Dudas. Me pregunté si también me recordaba, si me había guardado rencor por jamás responder a sus llamadas o me culpaba por echar a perder nuestra amistad. Entré en pánico. Temía volver a verla y al mismo tiempo me di cuenta con el paso de los días de que hacerlo se estaba volviendo una necesidad. La busqué en redes, miré sus fotos de perfil por horas, escuché las listas de canciones que compartía, incluso revisé su cuenta de Goodreads para ver qué cosas leía.

Mientras menos faltaba para verla, más ansioso me volvía. No entendía por qué alguien a quien apenas recordaba podía disparar tantas emociones en cadena.

Estaba listo. O creía que lo estaba. Porque cuando ella llegó, presionó mi rostro entre sus manos y dijo "¿Eres tú?" sentí que algo antiguo y profundo se sacudía dentro de mí. Algo sin nombre había despertado después de diez años y me di cuenta de que mi mente podía olvidarla, pero mi corazón no.
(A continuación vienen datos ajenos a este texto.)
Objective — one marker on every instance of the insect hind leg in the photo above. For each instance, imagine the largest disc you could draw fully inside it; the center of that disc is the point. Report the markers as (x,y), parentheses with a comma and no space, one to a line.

Latió tan fuerte que creí que me estaba por dar un ataque de pánico.

No quería sentirme tan vulnerable con alguien y mucho menos por una persona que ya tenía pareja. No podía dejar que ella supiera cómo me sentía, porque sabía que iba a rechazarme y luego iba a contárselo a él, porque siempre le contaba todo.

Así que guardé las distancias lo mejor que pude durante las siguientes semanas, pero continué mirándola cuando no se daba cuenta. Aprendí muchas cosas sobre ella que no sabía si eran nuevas o si siempre las hizo. Como que sus contraseñas eran secuencias de ceros y unos, que formaban otros números en el código binario; que durante el desayuno llamaba a su padre y luego de la cena, a su madre. Aprendí que podía terminar novelas enteras en menos de una semana y que cuando estaba leyendo una escena emocionante, golpeaba lo que tuviera más cerca (la mesa, mi brazo, su propia cadera). También, que le gustaba bañarse por la noche, le daba comida a Baltasar cuando creía que yo no la veía, hablaba sola cuando cocinaba, como si estuviera en un programa de cocina, y nunca estornudaba una sola vez: siempre eran dos, o cuatro. Una vez estornudó cinco veces seguidas y cuando terminó soltó tantas groserías que tuve que apretar los labios para que no me escuchara reír.

Creí que con el tiempo, si me acostumbraba a ella, dejaría de reaccionar como un idiota cada vez que la tenía cerca. Pero fue todo lo contrario. Mientras más la conocía, más me enamoraba. Y la llegada de San Valentín empeoró todo.